O mais importante nas horas difíceis


Quando as pessoas se desesperam por coisas que o desespero não resolve, acabam tendo um grande sofrimento. Não é preciso se preocupar com assuntos que não se resolvem por meio da preocupação. O importante é construir dentro do coração um palácio de alegria que nada possa abalar, um estado de vida tão límpido como o céu azul acima das tormentas, como um oásis no deserto, como uma fortaleza que observa do alto as ondas embravecidas.

 

Identidade profunda e invencível


Na vida existe tanto sofrimento como alegria, mas o importante é cultivar uma identidade profunda e invencível que não se deixe influenciar pelas ondas. Consegue-se viver assim quando se recebe “a ilimitada alegria da Lei”.

 

Sempre juntos


“Sofremos juntos, alegramo--nos juntos, e também juntos fazemos nossa vida florescer. Consideramos o sofrimento e a alegria como fatos da vida e continuamos a recitar o Nam-myoho-rengue-kyo aconteça o que acontecer.
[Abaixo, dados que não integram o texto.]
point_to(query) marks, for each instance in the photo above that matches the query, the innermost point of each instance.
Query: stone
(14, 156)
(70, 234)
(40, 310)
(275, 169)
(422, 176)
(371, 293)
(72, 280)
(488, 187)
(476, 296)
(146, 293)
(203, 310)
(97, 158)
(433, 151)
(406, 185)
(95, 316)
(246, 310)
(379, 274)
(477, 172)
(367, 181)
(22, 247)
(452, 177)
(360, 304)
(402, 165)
Manter esse companherismo, essa dedicação pura e sincera à fé, é a diretriz eterna de pessoas como nós, que propagamos o Kossen-rufu. Vamos avançar sempre com essa firme união na fé!

 

Fortaleça sua fé


O Buda Nitiren Daishonin afirmou: “Fortaleça a sua fé mais do que nunca”. Não interessa o que se fez no passado, o que conta é o que se faz a partir de agora. Tudo se resume à força de nossa fé. A fé é a força; a fé é o maior poder que o ser humano possui.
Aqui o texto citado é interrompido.